AIRobot
AIRobot

A list of AI agents and robots to block on your server.

ai.robots.txt is an open-source, community-driven repository that maintains a comprehensive list of AI-related web crawlers and robots designed to be blocked by website owners.

The main features of this tool include:

  • Comprehensive Bot Database: The list contains AI-related crawlers of all types, regardless of their specific purpose, with many entries sourced from Dark Visitors for up-to-date tracking.

  • Multi-Platform Configuration Files: To simplify implementation, the project provides ready-to-use files for various web servers and load balancers, including robots.txt, .htaccess (Apache), Nginx, Caddy, HAProxy, and Lighttpd.

  • Automated Update System: The repository uses GitHub Actions to automatically generate and update all configuration files whenever the central robots.json list is modified by the community.

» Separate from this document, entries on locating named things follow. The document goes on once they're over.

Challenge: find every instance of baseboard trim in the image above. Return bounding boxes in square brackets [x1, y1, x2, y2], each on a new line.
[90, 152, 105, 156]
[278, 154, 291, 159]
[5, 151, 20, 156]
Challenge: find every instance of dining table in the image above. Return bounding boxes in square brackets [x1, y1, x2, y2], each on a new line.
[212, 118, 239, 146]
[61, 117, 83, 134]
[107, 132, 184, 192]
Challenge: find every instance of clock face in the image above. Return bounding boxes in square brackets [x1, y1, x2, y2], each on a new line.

  • Support for Content Licensing: Beyond simple blocking, it supports the Really Simple Licensing (RSL) standard, enabling site owners to license their content to AI companies.

  • Abuse Reporting and Security: It provides tools to report abusive crawlers that do not respect the Robots Exclusion Protocol (RFC 9309) and offers guidance on using Cloudflare's hard block alongside the list.

  • Flexible Subscription Options: Users can stay updated on new bot additions by subscribing to RSS/Atom feeds or via GitHub's built-in release notifications.

  • Community Contribution: As an open-source project under the MIT license, it encourages developers to submit pull requests to add new bots or metrics to help the community understand what is crawling their sites.